I recently started shooting in RAW, and have 240 images on a Sandisk Extreme 3 CF card. When connecting to a computer, I'm getting a flashing "busy" message on the camera's top screen!

I waited for about 10 minutes and nothing's happening. Any advice would be helpful!


----------



## NateWagner (Dec 12, 2009)

yeah, whenever you're connected to the USB it will flash busy... the only way it won't do this is if you're set up to tether.

Otherwise, it flashes busy to tell you that you can't take images, however you can still transfer images off the camera while it's flashing busy. All you have to do is go to the file browser and find your camera, and then transfer the image files to another place on your computer.


----------



## wh1ppet (Dec 12, 2009)

Never had to do it that way before. Usually a window would pop up on the camera asking if I want to transfer images.
How do you take it off tether mode?

I also tried to find the camera, but it will not allow images to be opened for some reason.


----------



## KmH (Dec 12, 2009)

Wouldn't that be somewhere in the cameras users manual?


----------



## NateWagner (Dec 12, 2009)

well, yeah, but if you look at the top of your camera even when the little thing box pops up to let you upload the images it will say busy. 

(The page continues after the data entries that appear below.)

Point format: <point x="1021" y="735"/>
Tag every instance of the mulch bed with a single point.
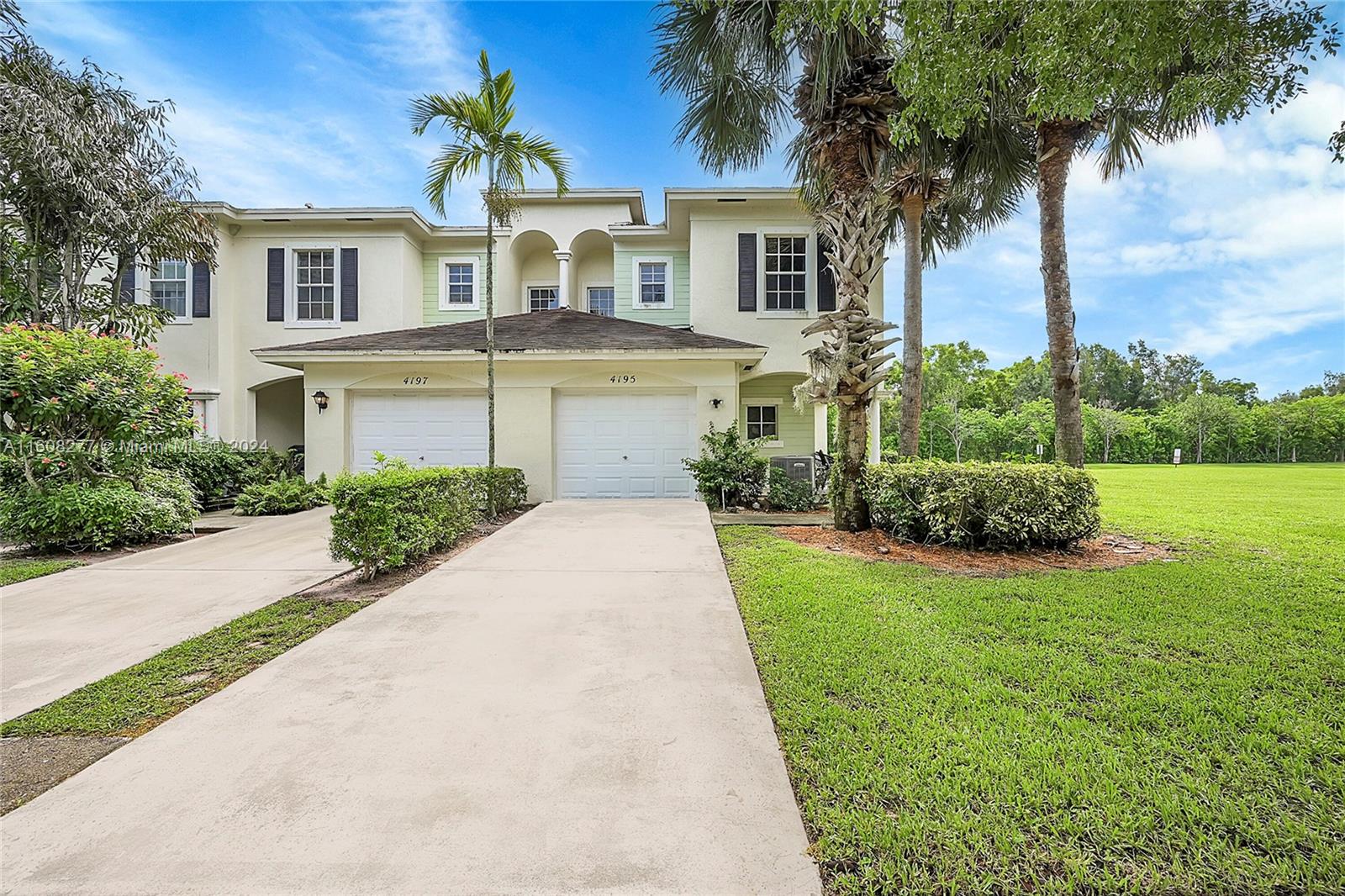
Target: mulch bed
<point x="1106" y="552"/>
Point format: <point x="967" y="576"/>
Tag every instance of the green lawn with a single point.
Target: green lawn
<point x="1163" y="728"/>
<point x="24" y="568"/>
<point x="145" y="694"/>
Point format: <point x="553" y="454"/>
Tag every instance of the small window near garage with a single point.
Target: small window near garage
<point x="762" y="421"/>
<point x="315" y="284"/>
<point x="168" y="287"/>
<point x="203" y="414"/>
<point x="786" y="273"/>
<point x="542" y="298"/>
<point x="457" y="286"/>
<point x="603" y="302"/>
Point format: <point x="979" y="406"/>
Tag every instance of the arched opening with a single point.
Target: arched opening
<point x="280" y="412"/>
<point x="533" y="255"/>
<point x="592" y="287"/>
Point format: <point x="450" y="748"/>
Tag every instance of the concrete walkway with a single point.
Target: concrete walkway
<point x="62" y="631"/>
<point x="567" y="707"/>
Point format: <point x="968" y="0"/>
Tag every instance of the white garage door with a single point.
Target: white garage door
<point x="427" y="430"/>
<point x="623" y="445"/>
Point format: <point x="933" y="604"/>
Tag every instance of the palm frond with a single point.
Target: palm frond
<point x="735" y="74"/>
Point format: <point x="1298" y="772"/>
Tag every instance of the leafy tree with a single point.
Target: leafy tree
<point x="1106" y="376"/>
<point x="743" y="67"/>
<point x="1096" y="74"/>
<point x="482" y="138"/>
<point x="92" y="183"/>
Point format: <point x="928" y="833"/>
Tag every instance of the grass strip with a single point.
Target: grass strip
<point x="134" y="700"/>
<point x="24" y="569"/>
<point x="1167" y="728"/>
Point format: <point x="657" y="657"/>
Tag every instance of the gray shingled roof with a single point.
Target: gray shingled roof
<point x="556" y="329"/>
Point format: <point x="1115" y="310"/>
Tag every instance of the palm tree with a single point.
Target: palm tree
<point x="743" y="66"/>
<point x="482" y="138"/>
<point x="952" y="192"/>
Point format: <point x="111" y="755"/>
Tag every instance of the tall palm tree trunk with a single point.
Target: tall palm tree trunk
<point x="852" y="354"/>
<point x="912" y="347"/>
<point x="490" y="335"/>
<point x="1056" y="141"/>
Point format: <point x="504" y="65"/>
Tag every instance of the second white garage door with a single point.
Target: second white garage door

In tethering mode I don't believe it would be flashing busy. Any time it is not in tethering mode and is connected to the computer it will be flashing busy. Thus, what is going on is perfectly normal. For tethering you need to use the tethering software included with the camera. The manual should explain it.


----------



## Gaerek (Dec 12, 2009)

I'd invest in a decent card reader. It'll be quicker than your camera, and you can still use it (assuming you have a spare card handy) to take pictures while images are being transfered. I'd recommend getting a reader that supports a wide range of card types. They're a little more expensive, but if you get a new camera down the road that uses a different type of card, you don't have to buy a new reader.


----------



## wh1ppet (Dec 12, 2009)

What's going on can not be normal. I'm unable to load my pictures to the computer, and it freezes up my desktop. It used to be a simple easy process, which is no longer the case.

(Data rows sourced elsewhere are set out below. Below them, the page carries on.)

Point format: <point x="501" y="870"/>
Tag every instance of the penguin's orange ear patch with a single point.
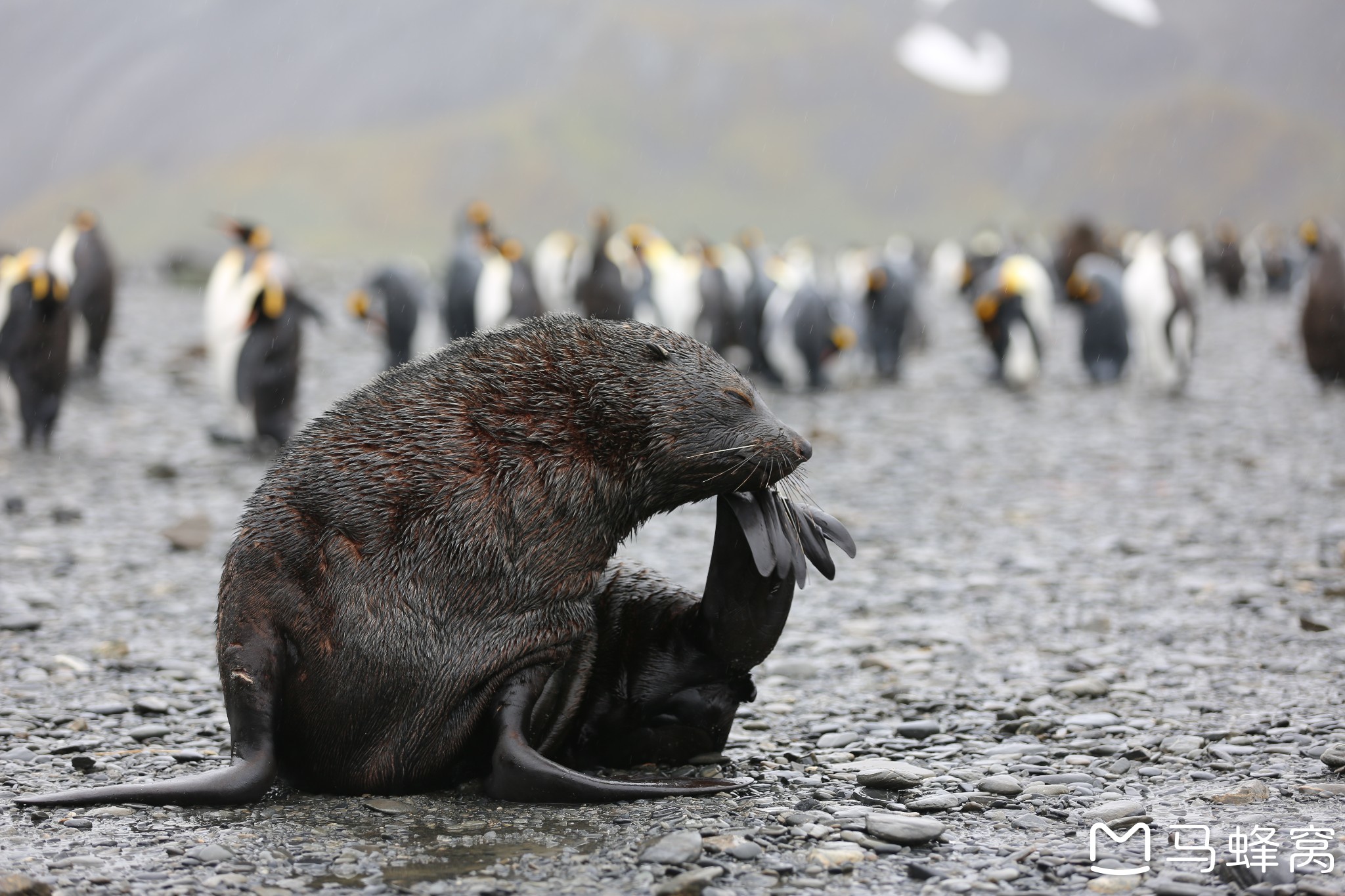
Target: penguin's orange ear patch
<point x="41" y="285"/>
<point x="986" y="308"/>
<point x="1078" y="288"/>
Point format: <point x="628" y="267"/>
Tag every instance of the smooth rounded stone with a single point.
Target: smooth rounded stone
<point x="152" y="730"/>
<point x="1032" y="821"/>
<point x="389" y="806"/>
<point x="689" y="883"/>
<point x="150" y="704"/>
<point x="745" y="851"/>
<point x="1181" y="743"/>
<point x="108" y="708"/>
<point x="1093" y="719"/>
<point x="677" y="848"/>
<point x="1001" y="785"/>
<point x="227" y="880"/>
<point x="1086" y="687"/>
<point x="23" y="885"/>
<point x="919" y="729"/>
<point x="1333" y="757"/>
<point x="1066" y="778"/>
<point x="835" y="856"/>
<point x="888" y="774"/>
<point x="934" y="802"/>
<point x="109" y="812"/>
<point x="210" y="853"/>
<point x="1252" y="792"/>
<point x="906" y="830"/>
<point x="20" y="621"/>
<point x="791" y="668"/>
<point x="1114" y="809"/>
<point x="188" y="534"/>
<point x="838" y="739"/>
<point x="1111" y="884"/>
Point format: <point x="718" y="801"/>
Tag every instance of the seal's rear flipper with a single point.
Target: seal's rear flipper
<point x="521" y="774"/>
<point x="240" y="784"/>
<point x="252" y="694"/>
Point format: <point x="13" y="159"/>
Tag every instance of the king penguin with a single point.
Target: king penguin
<point x="464" y="272"/>
<point x="79" y="257"/>
<point x="1324" y="312"/>
<point x="34" y="340"/>
<point x="1094" y="284"/>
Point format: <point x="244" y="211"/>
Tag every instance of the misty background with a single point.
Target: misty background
<point x="362" y="129"/>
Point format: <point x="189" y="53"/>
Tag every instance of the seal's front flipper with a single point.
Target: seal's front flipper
<point x="521" y="774"/>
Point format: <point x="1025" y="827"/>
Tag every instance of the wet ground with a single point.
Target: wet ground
<point x="1071" y="606"/>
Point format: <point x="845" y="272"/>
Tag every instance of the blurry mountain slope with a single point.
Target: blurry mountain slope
<point x="362" y="128"/>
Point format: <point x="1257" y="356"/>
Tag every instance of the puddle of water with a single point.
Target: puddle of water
<point x="467" y="847"/>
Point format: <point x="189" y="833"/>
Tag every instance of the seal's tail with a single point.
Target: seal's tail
<point x="252" y="673"/>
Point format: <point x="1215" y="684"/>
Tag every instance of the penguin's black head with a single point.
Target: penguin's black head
<point x="1080" y="289"/>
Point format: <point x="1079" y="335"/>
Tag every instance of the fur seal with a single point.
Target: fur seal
<point x="420" y="591"/>
<point x="79" y="257"/>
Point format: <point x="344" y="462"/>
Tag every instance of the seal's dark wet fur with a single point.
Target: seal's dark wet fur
<point x="439" y="544"/>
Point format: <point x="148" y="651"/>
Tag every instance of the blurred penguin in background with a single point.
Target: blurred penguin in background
<point x="1324" y="312"/>
<point x="1094" y="285"/>
<point x="79" y="257"/>
<point x="1187" y="255"/>
<point x="34" y="340"/>
<point x="982" y="253"/>
<point x="602" y="292"/>
<point x="558" y="264"/>
<point x="525" y="301"/>
<point x="755" y="296"/>
<point x="228" y="310"/>
<point x="1079" y="240"/>
<point x="1224" y="264"/>
<point x="267" y="379"/>
<point x="802" y="330"/>
<point x="717" y="326"/>
<point x="889" y="310"/>
<point x="1015" y="313"/>
<point x="464" y="270"/>
<point x="1162" y="316"/>
<point x="390" y="303"/>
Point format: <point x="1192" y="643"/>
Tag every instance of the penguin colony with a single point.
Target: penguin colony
<point x="790" y="316"/>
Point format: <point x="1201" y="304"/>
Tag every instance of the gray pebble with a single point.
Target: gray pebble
<point x="1002" y="785"/>
<point x="678" y="848"/>
<point x="152" y="730"/>
<point x="903" y="829"/>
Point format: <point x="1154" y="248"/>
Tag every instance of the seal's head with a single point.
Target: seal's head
<point x="709" y="431"/>
<point x="649" y="417"/>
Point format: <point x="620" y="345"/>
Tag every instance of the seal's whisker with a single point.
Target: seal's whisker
<point x="747" y="459"/>
<point x="736" y="448"/>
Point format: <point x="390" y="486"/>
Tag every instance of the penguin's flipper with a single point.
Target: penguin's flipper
<point x="521" y="774"/>
<point x="755" y="530"/>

My battery is kinda low now. Maybe that's the problem. I'll re-charge it & see.


----------



## Gaerek (Dec 12, 2009)

wh1ppet said:


> What's going on can not be normal. I'm unable to load my pictures to the computer, and it freezes up my desktop. It used to be a simple easy process, which is no longer the case.
> 
> My battery is kinda low now. Maybe that's the problem. I'll re-charge it & see.


 
I'm pretty sure that my camera won't let me transfer images when the battery is low. I bet that's the culprit. I suggested the card reader in my first post. Now I'll suggest something else to buy, a spare battery.  That was one of the best (and cheapest!) purchases I ever made for my camera.


----------



## NateWagner (Dec 12, 2009)

as far as it flashing busy... yes that is normal. 

so it won't let you upload the images the way I suggested either?

As Garek suggested it could be the batteries. I would also agree with him that getting a card reader can be worthwhile. It is much faster, often more convenient and not that expensive.


----------



## wh1ppet (Dec 12, 2009)

Thank you very much for the suggestions. I'll let you know if they solve the problem.


----------



## Derrel (Dec 12, 2009)

Under "Communication" you have the choice of PRINT-PTP or PC CONNECT; has that function accidentally become set to PRINT, and not to PC CONNECT?


----------